Without step 4, no amount of pairing, uninstalling, etc seemed to have any effect. I'm guessing this is because different versions of the bluetooth driver write different/incompatible bluetooth keys to the key store, and I guess resetting bios clears that out.
Once I re-paired everything then worked.. NEARLY. for my headset specifically, I also needed to do this:
5. Go into control panel, "Devices And Printers". Right click on the bluetooth accessory, and go to Properties.
6. Click on Services. This takes a few seconds to refresh
7. You should see a bunch of checkboxes. For me, they were all unchecked! So check them to enable those services (e.g. "Audio Sink" to get audio routed to the devices, "Remote Control" to handle accessory buttons, "Hands-Free Telephony" to handle microphone/voice call, etc)

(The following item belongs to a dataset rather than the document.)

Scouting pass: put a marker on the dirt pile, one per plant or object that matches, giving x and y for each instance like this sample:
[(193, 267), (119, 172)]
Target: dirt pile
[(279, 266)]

Finally (!) I could then right click on my Audio properties, go to Playback Devices, and select my bluetooth headset (and change it to default playback device, etc)


----------



## Jeff 42 (Nov 3, 2008)

FertDret said:


> Here's how I solved this on my Dell XPS 13 9350
> 
> 1. Removed my bluetooth accessory from device manager (in my case it was a headset/headphone)
> 2. Right-clicked on the "Dell Wireless 1820A Bluetooth 4.1 LE" adapter, and click on Update Driver Software. For me, this downloaded and installed an update (took a few minutes)
> ...


Thanks for the response. I'll try this.


----------